These HTT proteins from different expression systems are modified with PTMs previously described in the literature as well as additional modifications of unknown physiological relevance but that do not seem to alter HTT function in its ability to form a complex with HAP40. We describe HTT protein methylation for the first time, a modification conferred by various protein methyltransferases, many with links to neurodegeneration (Ackloo et al., 2017). Further characterisation of these modifications and their function could open up novel avenues to understanding HTT protein structure-function. The constructs cloned may also be used in future studies for co-expression with modifying enzymes to make highly site-specific PTMs on the sample as well as to test how certain enzymes might function on HTT.

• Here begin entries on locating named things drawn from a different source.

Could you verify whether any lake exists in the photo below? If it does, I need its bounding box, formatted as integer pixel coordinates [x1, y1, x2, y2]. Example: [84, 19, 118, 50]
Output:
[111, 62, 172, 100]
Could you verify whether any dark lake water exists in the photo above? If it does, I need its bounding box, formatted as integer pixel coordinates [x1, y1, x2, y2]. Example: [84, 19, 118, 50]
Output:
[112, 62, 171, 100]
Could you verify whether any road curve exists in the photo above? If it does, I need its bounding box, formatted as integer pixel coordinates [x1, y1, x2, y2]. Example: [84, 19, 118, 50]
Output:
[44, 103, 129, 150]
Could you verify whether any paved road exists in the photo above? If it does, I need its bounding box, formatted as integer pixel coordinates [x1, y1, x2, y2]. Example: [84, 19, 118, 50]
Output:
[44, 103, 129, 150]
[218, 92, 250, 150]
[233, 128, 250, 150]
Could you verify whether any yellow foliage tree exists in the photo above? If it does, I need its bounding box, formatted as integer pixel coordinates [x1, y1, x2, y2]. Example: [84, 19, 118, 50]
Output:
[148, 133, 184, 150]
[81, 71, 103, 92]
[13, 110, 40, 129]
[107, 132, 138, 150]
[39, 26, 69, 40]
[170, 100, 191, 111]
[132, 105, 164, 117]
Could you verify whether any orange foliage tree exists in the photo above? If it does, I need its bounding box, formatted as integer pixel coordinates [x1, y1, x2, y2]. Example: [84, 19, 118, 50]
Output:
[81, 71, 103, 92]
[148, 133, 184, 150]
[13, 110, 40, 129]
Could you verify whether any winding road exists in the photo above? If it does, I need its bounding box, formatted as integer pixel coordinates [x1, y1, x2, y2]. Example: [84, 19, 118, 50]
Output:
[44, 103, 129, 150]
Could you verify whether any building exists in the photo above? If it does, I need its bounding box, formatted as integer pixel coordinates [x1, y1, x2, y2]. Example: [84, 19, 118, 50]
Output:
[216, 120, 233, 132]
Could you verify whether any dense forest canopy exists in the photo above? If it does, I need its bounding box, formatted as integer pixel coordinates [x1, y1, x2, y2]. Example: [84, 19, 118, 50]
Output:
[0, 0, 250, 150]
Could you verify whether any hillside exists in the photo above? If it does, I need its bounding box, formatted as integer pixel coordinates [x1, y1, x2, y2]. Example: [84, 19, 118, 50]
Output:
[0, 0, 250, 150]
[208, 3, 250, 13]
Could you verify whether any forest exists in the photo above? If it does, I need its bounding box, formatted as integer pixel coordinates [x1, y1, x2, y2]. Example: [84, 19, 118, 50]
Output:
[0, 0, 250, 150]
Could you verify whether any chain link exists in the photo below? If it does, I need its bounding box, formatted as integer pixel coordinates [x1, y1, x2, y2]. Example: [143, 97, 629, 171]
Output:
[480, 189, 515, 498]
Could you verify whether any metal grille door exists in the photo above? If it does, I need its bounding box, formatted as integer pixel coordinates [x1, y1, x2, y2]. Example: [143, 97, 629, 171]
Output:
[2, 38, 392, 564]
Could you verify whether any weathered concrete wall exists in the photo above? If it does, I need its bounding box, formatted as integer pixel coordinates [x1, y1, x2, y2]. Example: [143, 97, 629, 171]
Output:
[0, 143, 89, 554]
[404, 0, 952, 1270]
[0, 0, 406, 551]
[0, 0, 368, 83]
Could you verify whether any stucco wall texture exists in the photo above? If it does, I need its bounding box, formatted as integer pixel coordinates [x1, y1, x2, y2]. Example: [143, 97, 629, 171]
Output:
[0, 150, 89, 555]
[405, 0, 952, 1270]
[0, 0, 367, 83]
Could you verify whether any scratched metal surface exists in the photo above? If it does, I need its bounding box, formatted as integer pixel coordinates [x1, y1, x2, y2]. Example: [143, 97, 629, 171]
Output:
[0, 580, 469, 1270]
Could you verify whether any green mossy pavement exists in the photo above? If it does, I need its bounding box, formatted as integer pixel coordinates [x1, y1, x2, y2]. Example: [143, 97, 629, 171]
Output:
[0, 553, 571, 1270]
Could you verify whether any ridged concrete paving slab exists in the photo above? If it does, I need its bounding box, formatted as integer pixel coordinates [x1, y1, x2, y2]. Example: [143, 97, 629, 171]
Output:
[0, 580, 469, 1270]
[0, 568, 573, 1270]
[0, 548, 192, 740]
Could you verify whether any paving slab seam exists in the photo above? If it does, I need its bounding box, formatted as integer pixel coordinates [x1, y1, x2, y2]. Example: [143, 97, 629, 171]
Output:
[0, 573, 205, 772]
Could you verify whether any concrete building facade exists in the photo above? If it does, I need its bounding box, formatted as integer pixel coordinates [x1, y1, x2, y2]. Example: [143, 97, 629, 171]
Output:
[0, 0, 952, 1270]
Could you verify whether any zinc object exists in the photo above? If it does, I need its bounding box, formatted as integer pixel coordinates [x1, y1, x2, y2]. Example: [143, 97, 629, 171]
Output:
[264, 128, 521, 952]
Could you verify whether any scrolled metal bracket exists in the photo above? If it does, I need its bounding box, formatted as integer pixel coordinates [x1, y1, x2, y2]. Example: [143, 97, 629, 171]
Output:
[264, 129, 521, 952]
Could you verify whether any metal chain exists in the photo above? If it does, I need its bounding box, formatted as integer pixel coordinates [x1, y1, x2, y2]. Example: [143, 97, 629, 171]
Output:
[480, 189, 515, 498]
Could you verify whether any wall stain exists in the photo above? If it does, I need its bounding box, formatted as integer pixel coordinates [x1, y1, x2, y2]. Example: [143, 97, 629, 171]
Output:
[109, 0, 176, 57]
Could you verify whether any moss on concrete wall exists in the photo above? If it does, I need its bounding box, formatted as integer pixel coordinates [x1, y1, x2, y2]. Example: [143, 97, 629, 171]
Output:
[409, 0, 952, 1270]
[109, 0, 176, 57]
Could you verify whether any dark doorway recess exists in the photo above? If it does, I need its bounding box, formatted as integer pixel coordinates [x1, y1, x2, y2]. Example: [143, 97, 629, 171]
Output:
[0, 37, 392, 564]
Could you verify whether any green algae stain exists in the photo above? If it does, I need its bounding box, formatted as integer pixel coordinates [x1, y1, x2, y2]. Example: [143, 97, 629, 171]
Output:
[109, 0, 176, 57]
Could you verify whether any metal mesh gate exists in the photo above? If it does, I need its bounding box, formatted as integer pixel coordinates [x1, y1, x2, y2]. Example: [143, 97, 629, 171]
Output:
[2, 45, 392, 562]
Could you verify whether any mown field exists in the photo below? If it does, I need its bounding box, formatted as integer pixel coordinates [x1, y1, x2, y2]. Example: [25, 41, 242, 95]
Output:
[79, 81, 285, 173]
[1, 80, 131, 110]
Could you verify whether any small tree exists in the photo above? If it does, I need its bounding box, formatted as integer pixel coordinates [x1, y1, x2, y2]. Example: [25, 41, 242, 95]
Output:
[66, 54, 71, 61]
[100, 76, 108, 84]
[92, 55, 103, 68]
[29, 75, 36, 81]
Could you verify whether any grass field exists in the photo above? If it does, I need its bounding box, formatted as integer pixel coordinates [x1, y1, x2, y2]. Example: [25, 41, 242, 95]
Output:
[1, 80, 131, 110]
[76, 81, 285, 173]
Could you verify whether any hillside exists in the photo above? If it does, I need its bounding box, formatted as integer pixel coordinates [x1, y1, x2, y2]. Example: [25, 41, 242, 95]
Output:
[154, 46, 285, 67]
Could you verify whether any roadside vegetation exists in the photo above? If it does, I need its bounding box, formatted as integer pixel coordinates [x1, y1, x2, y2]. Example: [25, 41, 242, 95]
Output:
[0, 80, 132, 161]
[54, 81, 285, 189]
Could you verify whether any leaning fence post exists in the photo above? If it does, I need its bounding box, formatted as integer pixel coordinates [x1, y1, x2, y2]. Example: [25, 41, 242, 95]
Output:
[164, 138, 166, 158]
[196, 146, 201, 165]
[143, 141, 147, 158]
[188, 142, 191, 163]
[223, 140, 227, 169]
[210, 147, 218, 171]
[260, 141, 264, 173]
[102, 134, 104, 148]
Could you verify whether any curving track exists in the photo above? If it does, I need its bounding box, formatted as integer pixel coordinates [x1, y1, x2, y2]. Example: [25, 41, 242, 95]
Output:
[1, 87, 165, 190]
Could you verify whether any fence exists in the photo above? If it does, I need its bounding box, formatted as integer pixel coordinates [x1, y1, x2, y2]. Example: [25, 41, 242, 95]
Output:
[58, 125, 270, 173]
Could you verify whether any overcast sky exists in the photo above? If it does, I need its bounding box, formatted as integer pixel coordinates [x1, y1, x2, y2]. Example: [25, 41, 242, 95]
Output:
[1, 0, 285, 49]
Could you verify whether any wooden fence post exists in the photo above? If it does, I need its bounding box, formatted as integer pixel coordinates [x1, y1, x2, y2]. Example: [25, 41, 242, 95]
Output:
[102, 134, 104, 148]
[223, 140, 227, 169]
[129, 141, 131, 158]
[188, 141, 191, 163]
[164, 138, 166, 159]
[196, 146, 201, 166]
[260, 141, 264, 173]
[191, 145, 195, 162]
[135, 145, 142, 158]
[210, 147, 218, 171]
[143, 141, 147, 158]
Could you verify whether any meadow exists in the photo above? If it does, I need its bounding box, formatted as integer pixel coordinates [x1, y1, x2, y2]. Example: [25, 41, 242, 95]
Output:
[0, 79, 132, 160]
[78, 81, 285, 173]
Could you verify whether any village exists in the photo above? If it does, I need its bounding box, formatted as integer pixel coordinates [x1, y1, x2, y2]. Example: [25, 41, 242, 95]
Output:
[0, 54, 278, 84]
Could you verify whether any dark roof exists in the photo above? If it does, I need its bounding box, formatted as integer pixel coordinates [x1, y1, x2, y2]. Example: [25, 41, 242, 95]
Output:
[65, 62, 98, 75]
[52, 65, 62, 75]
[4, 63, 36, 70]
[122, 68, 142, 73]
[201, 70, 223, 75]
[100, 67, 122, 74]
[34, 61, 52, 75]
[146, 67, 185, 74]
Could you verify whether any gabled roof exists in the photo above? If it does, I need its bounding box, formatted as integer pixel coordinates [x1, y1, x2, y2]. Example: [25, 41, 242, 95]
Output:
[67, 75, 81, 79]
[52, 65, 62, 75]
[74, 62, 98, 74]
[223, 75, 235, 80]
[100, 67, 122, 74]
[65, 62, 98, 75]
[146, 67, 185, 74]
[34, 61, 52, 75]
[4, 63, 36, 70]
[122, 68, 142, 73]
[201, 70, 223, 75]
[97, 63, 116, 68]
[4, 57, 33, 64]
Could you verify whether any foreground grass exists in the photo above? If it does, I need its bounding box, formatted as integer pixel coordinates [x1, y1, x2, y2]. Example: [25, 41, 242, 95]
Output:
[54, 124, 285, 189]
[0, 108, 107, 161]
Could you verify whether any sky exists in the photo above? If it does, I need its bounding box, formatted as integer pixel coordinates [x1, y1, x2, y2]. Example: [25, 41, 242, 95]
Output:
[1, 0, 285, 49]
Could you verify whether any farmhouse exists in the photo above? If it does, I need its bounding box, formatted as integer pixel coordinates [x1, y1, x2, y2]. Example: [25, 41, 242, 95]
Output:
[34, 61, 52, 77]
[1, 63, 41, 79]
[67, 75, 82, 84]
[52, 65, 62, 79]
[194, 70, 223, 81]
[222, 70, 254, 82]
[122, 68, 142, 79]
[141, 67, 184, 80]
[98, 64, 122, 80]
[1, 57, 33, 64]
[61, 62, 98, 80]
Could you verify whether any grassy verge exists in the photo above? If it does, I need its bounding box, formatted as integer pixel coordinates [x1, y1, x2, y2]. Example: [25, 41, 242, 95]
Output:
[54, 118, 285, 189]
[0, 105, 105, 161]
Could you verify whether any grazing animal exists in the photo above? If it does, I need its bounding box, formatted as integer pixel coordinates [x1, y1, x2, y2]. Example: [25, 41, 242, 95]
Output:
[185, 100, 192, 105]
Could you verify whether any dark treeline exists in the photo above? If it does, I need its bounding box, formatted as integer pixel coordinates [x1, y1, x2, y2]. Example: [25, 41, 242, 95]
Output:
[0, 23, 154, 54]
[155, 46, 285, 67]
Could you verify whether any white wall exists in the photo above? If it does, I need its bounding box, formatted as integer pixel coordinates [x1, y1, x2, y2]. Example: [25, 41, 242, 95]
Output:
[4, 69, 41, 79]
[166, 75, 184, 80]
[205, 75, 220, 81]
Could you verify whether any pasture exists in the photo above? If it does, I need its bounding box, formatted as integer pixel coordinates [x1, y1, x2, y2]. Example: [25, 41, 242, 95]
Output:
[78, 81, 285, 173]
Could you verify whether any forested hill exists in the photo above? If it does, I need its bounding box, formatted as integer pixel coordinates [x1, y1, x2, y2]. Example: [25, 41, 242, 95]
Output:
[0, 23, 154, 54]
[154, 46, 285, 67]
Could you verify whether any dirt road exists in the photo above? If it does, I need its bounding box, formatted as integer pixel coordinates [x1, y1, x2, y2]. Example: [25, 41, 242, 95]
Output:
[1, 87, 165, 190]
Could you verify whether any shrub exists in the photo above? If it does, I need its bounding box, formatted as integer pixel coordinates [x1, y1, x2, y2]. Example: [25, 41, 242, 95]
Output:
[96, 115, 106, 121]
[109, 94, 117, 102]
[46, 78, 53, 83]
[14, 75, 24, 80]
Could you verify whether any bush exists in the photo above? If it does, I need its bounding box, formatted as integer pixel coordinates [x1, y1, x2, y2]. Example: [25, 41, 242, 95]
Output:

Our work characterising the biophysical properties of HTT confirms that the protein is not monodisperse or homogenous when purified in its apo form. Coexpression and purification with HAP40 allows purification of a more monodisperse protein sample, rendering it amenable to more detailed structural analysis, as performed previously by cryoEM (Guo et al., 2018), but also by SAXS. It is unclear whether HAP40 is a constitutive binder of HTT in physiological settings although its effects on the biophysical characteristics of the HTT protein are clearly significant. Interestingly, very few HTT protein-protein interaction studies have identified HAP40 as an interacting protein of HTT and it is only identified in the published literature in a small number of articles (Guo et al., 2018; Peters and Ross, 2001) compared to the multiple extensive HTT interaction network publications (Ratovitski et al., 2012; Shirasaki et al., 2012).
Our SAXS analysis in tandem with molecular dynamics simulations permitted the generation of an SES ensemble, representing a possible solution structure of the HTT-HAP40 complex. This model gives insight into how HTT is post-translationally modified at flexible and accessible regions of sequence and suggests potential regulatory mechanisms such as steric capping of binding regions of the protein. Our SAXS model serves as an important resource for understanding the complete HTT-HAP40 complex, and should help prevent misinterpretation of certain features of the cryoEM structure which lacks ~26% of the protein molecule. In particular, the exon1 region of HTT is distal to the complex core and polyQ expansion does not affect HTT thermal stability as shown by DSLS. Therefore, it is likely that the effect of polyQ expansion on HTT structure-function is more nuanced. Both exon1 and the IDR have many of the hallmarks of interacting domains observed for intrinsically disordered protein regions (Darling and Uversky, 2018), as they are heavily modified by PTMs, are conformationally flexible and contain regions of charged amino acids (i.e. nearly 20 % of residues in the IDR are negatively charged). The purported role of huntingtin as a scaffold protein could be explained through dynamic protein-protein interactions mediated through these regions of the structure.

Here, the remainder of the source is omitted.